Partendo da una bobina di monofilamento di Kevlar 49 (fibra poliaramidica più rigida del Twaron HM 2200) si sono poi prodotti dei tronconi, con colla a 7% di Vinavil, aventi RF = 80. Con questi tronconi e con tronconi di Twaron HM 2200 con RF = 75 abbiamo ripetuto lo studio usando sempre i dosaggi di Tabella 4.

I risultati a 28 giorni di stagionatura sono riportati in Fig. 12 assieme a quelli di malte analoghe realizzate senza fibre o con fibre di Twaron HM 2200 con RF = 50 o con 187 kg/m3 di fibre di acciaio trafilato OL 13/16 con RF = 72. Va però osservato che, per tenere costante la consistenza, è stato necessario abbassare ridurre il rapporto a/c a 0,23 nell’impasto con fibre d’acciaio e a 0,21 in quello senza fibre.

Dalla Fig. 11 emerge chiaramente che anche armando le malte con tronconi di monofilamento organico incollato è possibile:

- non solo eliminare il comportamento fragile delle malte,

- ma anche ottenere un comportamento meccanico molto prossimo a quello manifestato dalle marte armate con fibre di acciaio trafilato.

Si tratta solo di scegliere le fibre giuste e di trovare il protocollo più appropriato per realizzare l’impasto.

La strada è dunque tracciata. Ma sicuramente passeranno molti anni per vedere sul mercato una presenza massiccia delle fibre organiche al posto di quelle d’acciaio.

Questo non solo perché gli studi da fare (per esempio trovare una colla più valida del Vinavil) sono ancora tanti, ma soprattutto perché tra laboratorio e cantiere v’è un sensibile divario di competenze e di precisione nel seguire le procedure.

Per adesso in cantiere sarà bene limitarsi all’uso delle fibre che non comportino dei problemi di mescolamento.

A tal proposito, almeno tra le fibre da noi testate, quelle più valide sono le Scotchcast (poliolefiniche), le PVA RF350 (polivinilalcooliche) e le Graminflex (poliestere PEN) che assicurano alle malte delle resistenze più che buone e tenacità molto elevate.




Fig. 9 - Influenza del rapporto di forma (colla 7%) sul comportamento a flessione.

Fig. 10 - Influenza del tipo di stagionatura a 20°C sul comportamento a flessione ed a compressione.

Fig. 11 - Influenza delle fibre sul comportamento a flessione ed a compressione.

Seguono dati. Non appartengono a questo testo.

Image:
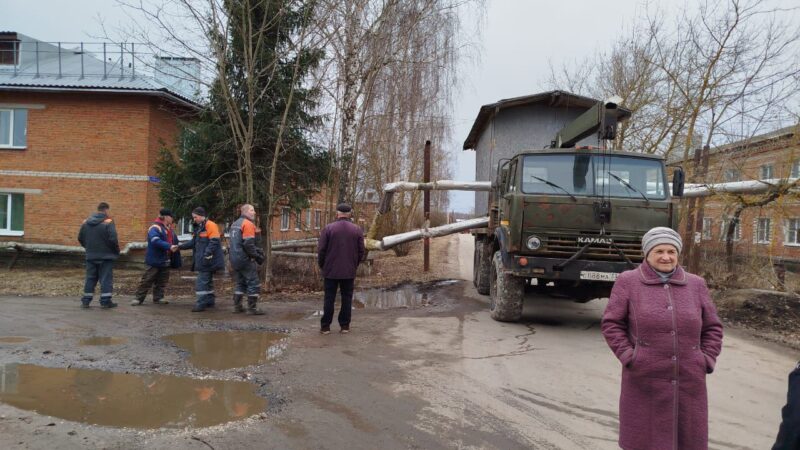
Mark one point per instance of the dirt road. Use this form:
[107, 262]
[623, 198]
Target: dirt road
[425, 367]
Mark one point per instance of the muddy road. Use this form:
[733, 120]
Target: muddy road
[424, 367]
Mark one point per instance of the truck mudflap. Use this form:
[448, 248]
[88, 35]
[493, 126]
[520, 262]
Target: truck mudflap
[555, 269]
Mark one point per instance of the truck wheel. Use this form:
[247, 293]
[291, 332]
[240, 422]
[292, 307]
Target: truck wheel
[482, 266]
[505, 292]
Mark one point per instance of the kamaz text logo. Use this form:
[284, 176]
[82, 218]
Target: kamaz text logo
[594, 240]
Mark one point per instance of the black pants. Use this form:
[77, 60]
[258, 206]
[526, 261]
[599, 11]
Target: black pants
[346, 287]
[157, 277]
[789, 431]
[99, 270]
[247, 281]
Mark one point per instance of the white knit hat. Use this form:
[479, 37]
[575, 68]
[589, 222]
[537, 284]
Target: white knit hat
[658, 236]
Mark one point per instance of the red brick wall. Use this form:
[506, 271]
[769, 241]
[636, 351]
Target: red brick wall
[95, 133]
[780, 153]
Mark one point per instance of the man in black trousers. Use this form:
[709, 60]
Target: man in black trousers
[789, 431]
[98, 236]
[339, 251]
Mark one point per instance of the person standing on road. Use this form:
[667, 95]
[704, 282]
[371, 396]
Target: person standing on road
[661, 324]
[207, 258]
[789, 431]
[245, 257]
[339, 251]
[98, 236]
[161, 242]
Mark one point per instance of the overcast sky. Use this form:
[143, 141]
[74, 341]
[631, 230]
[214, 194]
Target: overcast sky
[518, 41]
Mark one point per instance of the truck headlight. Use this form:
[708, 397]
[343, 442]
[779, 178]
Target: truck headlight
[534, 243]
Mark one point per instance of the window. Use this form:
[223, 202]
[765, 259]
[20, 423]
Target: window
[737, 232]
[763, 230]
[285, 219]
[707, 228]
[9, 49]
[790, 234]
[731, 175]
[13, 128]
[12, 214]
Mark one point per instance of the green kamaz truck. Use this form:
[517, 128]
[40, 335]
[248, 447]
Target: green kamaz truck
[566, 219]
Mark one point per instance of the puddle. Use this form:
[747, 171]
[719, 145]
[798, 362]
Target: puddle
[406, 296]
[402, 296]
[127, 400]
[102, 340]
[219, 350]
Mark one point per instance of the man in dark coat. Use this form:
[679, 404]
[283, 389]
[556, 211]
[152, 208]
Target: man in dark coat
[161, 242]
[98, 236]
[339, 251]
[789, 431]
[207, 258]
[245, 258]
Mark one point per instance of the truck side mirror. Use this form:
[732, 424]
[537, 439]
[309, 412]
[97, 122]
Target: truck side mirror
[678, 181]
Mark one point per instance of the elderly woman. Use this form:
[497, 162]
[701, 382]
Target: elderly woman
[662, 326]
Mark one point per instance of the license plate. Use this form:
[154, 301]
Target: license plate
[598, 276]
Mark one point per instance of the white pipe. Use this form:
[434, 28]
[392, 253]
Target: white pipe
[441, 185]
[736, 187]
[53, 248]
[388, 242]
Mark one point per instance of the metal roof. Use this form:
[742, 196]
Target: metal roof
[556, 99]
[43, 66]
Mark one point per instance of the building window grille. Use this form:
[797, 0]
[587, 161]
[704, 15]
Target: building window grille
[12, 214]
[763, 230]
[13, 128]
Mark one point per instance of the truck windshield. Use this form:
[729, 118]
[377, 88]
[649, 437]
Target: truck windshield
[593, 175]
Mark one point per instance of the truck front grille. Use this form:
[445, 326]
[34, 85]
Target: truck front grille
[563, 246]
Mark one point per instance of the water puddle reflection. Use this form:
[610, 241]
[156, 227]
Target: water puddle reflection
[401, 296]
[102, 340]
[127, 400]
[220, 350]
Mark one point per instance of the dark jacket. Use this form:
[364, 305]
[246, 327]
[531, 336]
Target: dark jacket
[340, 249]
[789, 431]
[159, 241]
[207, 248]
[243, 250]
[98, 236]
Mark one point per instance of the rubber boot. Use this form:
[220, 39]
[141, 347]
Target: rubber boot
[251, 306]
[237, 303]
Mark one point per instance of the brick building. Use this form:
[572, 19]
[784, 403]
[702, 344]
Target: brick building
[76, 130]
[772, 230]
[78, 127]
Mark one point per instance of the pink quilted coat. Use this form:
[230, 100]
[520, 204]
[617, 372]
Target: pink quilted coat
[667, 337]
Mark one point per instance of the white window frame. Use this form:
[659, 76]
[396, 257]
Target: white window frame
[285, 219]
[737, 232]
[763, 230]
[732, 175]
[7, 231]
[707, 230]
[11, 127]
[788, 231]
[767, 171]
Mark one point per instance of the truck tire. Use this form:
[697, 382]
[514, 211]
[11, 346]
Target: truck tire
[505, 293]
[482, 266]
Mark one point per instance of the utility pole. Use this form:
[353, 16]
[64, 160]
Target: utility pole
[426, 246]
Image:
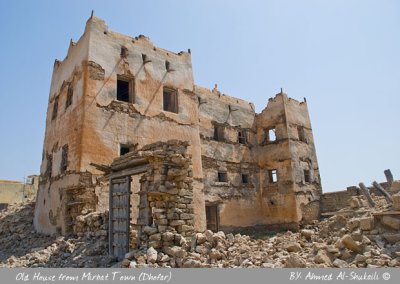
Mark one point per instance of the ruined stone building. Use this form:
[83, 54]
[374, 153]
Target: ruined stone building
[16, 191]
[114, 95]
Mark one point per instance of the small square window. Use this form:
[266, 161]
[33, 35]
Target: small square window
[123, 149]
[242, 136]
[49, 165]
[301, 133]
[124, 52]
[273, 176]
[170, 100]
[218, 133]
[125, 89]
[70, 93]
[222, 177]
[64, 159]
[307, 176]
[245, 178]
[269, 135]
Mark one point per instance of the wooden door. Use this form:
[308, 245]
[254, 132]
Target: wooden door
[119, 216]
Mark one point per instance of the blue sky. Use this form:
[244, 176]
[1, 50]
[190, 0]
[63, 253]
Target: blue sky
[342, 55]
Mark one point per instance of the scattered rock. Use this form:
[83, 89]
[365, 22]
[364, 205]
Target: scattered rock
[350, 243]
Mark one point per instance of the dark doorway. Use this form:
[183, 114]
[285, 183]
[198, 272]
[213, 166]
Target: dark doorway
[212, 217]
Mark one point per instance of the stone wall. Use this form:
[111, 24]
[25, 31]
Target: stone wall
[87, 126]
[18, 192]
[166, 195]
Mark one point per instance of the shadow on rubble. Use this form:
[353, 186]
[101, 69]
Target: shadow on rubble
[21, 246]
[17, 235]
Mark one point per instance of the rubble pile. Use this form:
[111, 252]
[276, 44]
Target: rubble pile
[21, 246]
[364, 238]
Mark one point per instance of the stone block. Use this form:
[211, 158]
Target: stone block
[177, 223]
[350, 244]
[396, 201]
[391, 222]
[367, 224]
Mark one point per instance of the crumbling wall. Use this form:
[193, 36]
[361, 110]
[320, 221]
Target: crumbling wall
[334, 201]
[110, 123]
[166, 195]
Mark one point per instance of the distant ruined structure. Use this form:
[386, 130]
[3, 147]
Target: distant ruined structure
[128, 130]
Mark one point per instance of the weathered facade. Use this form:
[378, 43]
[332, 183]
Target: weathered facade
[115, 94]
[18, 192]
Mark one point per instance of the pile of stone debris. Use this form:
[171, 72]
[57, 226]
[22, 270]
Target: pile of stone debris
[357, 239]
[21, 246]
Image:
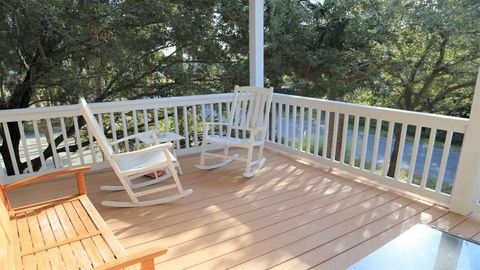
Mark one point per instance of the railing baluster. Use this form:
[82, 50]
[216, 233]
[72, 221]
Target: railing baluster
[92, 146]
[378, 129]
[309, 130]
[317, 132]
[114, 130]
[165, 118]
[287, 124]
[388, 148]
[335, 135]
[401, 146]
[79, 142]
[344, 137]
[56, 159]
[443, 163]
[294, 126]
[175, 119]
[212, 120]
[326, 130]
[353, 153]
[135, 128]
[145, 120]
[413, 160]
[273, 133]
[220, 117]
[185, 127]
[280, 122]
[13, 159]
[25, 145]
[204, 120]
[65, 141]
[155, 118]
[125, 131]
[39, 143]
[302, 123]
[428, 158]
[366, 132]
[195, 131]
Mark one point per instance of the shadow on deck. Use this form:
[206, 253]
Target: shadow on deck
[290, 215]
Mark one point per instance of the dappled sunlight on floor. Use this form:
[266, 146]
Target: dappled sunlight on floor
[289, 216]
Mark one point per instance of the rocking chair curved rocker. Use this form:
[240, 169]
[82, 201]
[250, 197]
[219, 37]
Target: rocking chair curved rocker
[135, 164]
[246, 128]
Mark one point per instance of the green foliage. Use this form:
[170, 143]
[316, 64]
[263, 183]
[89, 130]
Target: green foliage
[55, 51]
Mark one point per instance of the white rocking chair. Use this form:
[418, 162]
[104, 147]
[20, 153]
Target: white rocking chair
[135, 164]
[246, 128]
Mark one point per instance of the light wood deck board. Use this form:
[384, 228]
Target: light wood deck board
[290, 215]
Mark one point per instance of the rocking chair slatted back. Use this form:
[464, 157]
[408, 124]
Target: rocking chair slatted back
[250, 107]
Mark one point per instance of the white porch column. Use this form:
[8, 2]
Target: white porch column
[465, 189]
[255, 28]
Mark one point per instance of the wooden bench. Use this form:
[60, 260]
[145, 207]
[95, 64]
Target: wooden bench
[64, 233]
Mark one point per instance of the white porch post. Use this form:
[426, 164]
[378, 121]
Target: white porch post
[465, 193]
[255, 29]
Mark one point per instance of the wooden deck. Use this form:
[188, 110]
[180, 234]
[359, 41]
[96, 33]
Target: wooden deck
[290, 216]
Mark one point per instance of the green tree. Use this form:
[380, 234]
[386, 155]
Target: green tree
[52, 52]
[431, 57]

(1) Diversi risultati presentati nella figura 1 e nella tabella 1 sono stati ottenuti con l’aiuto degli ingegneri (al tempo laureandi) Basso Bondini Luca, Cralli Cristiano, Dall’Armellina Mirco e Marcon Carlo, che ringraziamo e ai quali diamo merito per la valente collaborazione.

(2) Il testo originale e la presentazione in lingua friulana, effettuata al II Convegno Annuale della Società Scientifica e Tecnologica Friulana, erano dedicati alla memoria di Sergio Visentin, uomo semplice e schietto ma maestro di vita, che ha sempre creduto nella dignità della sua madrelingua e che si è speso fino all’ultimo giorno per farla apprezzare… anche ai forestieri.